I’m back from a brief workshop on technical issues in AI safety, organized by the Open Philanthropy Project. The workshop brought together the new class of AI Fellows with researchers from industry labs, nonprofits, and academia to discuss actionable issues in AI safety.

Discussions at the workshop have changed and augmented my views on AI safety in fundamental ways. Most importantly, they have revealed to me several critical conceptual issues at the foundation of AI safety research, involving work with both medium time horizons (e.g. adversarial attacks, interpretability) and much longer horizons (e.g. aligning the incentives of superintelligent AIs to match our own values). I believe that these are blocking issues for safety research: I don’t know how to value the various sorts of safety work until I arrive at satisfying answers to these questions. Over the next months, I’ll formalize these questions in separate single-authored and co-authored blog posts.

This post addresses the first critical of these critical conceptual issues. This issue is the least technical – and possibly the least deep-cutting – of those which I want to raise. Because it touches on one of the most common safety arguments, though, I thought it’d be best to publish this one first.

## Introduction

AI safety is a very diverse field, encompassing work targeted at vastly different time horizons. I identify three in this post:

This post is mainly concerned with the value of mid-term work.

## Mid-term AI safety

Many mid-term researchers assume that their work is well aligned with solving longer-horizon safety risks — that is, that technical solutions to mid-term problems will also help us make progress on the most concerning long-horizon risk scenarios. Paul Christiano has made statements about the likely alignment of mid-term and long-term issues — see, for example, his 2016 article on prosaic AI:

It now seems possible that we could build “prosaic” AGI, which can replicate human behavior but doesn’t involve qualitatively new ideas about “how intelligence works” … If we build prosaic superhuman AGI, it seems most likely that it will be trained by reinforcement learning … But we don’t have any shovel-ready approach to training an RL system to autonomously pursue our values.

To illustrate how this can go wrong, imagine using RL to implement a decentralized autonomous organization (DAO) which maximizes its profit. If we had very powerful RL systems, such a DAO might be able to outcompete human organizations at a wide range of tasks — producing and selling cheaper widgets, but also influencing government policy, extorting/manipulating other actors, and so on.

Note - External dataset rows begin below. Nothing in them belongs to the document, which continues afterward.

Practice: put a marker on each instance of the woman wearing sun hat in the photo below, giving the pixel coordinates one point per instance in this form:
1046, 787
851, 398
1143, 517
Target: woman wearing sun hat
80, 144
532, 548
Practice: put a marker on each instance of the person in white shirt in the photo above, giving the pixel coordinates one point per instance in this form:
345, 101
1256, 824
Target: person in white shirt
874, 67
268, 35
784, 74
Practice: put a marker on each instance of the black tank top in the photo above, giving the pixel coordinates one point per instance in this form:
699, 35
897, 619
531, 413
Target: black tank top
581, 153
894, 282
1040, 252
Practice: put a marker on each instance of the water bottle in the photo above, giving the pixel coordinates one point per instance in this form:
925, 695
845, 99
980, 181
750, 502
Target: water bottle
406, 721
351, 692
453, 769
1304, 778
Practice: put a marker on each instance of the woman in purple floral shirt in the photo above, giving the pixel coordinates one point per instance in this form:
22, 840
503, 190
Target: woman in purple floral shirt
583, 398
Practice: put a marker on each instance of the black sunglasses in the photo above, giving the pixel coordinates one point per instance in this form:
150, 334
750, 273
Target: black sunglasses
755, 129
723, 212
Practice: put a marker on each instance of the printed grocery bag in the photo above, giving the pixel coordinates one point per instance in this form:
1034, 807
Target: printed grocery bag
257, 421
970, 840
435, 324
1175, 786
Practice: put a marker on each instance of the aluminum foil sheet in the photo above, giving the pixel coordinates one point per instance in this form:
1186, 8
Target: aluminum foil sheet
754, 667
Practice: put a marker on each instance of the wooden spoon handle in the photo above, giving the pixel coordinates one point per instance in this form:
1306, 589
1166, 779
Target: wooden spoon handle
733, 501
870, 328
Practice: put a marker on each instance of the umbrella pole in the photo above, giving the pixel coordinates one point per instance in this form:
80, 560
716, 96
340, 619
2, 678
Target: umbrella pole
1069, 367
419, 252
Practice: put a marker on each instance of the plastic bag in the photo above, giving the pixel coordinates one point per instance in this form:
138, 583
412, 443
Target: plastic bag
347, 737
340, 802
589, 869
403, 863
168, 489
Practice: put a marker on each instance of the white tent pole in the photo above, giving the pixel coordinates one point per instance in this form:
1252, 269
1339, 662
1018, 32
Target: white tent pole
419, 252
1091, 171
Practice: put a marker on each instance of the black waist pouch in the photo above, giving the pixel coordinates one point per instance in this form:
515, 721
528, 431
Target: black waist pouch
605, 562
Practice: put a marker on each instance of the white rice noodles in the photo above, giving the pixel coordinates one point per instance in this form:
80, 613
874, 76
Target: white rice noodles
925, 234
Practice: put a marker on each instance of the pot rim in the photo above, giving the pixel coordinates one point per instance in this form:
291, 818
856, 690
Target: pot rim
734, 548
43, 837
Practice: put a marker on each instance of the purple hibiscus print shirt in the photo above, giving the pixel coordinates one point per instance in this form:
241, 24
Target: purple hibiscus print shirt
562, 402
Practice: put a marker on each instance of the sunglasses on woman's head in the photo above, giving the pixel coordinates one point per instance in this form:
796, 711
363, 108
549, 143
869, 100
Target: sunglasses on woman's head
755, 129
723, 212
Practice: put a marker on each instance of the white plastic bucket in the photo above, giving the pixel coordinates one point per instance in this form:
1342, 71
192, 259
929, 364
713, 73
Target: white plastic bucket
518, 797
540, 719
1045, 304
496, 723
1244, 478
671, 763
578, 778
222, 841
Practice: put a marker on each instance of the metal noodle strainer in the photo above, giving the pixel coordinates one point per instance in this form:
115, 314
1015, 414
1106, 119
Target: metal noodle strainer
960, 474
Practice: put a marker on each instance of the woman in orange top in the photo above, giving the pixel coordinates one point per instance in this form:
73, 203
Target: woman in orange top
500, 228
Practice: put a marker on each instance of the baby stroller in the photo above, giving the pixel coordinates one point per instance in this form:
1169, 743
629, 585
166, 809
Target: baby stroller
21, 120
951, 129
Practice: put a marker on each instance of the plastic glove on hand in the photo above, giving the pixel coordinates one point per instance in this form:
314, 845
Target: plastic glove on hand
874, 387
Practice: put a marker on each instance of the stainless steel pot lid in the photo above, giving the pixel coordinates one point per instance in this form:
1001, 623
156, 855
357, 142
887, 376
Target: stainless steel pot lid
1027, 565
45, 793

This sort of argument is used to motivate mid-term technical work on controlling AI systems, aligning their values with our own, and so on. In particular, this argument is used to motivate technical work in small-scale synthetic scenarios which connect to these long-term concerns. Leike et al. (2017) propose minimal environments for checking the safety of reinforcement learning agents, for example, and justify the work as follows:

While these [proposed grid-world safety environments] are highly abstract and not always intuitive, their simplicity has two advantages: it makes the learning problem very simple and it limits confounding factors in experiments. Such simple environments could also be considered as minimal safety checks: an algorithm that fails to behave safely in such simple environments is also unlikely to behave safely in real-world, safety-critical environments where it is much more complicated to test. Despite the simplicity of the environments, we have selected these challenges with the safety of very powerful artificial agents (such as artificial general intelligence) in mind.

These arguments gesture at the successes of modern machine learning technology—especially reinforcement learning—and recognize (correctly!) that we don’t yet have good procedures for ensuring that these systems behave the way that we want them to when they are deployed in the wild. We need to have safety procedures in place, they claim, far before more powerful longer-horizon systems arrive that can do much more harm in the real world. This argument rests on the assumption that our technical solutions to mid-term problems will be relevant at the long-horizon date when such systems arrive.

This post questions that assumption. I claim that this assumption fails to account for a potential paradigmatic change in our engineered AI systems between now and the date at which these long-horizon problems become pressing.2 A substantial paradigmatic change — which could entail a major change in the way we engineer AI systems, or the way AI is used and deployed by corporations and end users — may make irrelevant any mid-term work done now which aims to solve those long-horizon problems.

I’ll make the argument by historical analogy, and circle back to the issue of AI safety at the end of this post.

At the end of the 19th century, some of the largest cities in the world relied on horses as a central mode of transportation. A city horse was tasked with driving everything from the private hansom cab (a Sherlock Holmes favorite) to the double-decker horsebus, which could tow dozens of passengers.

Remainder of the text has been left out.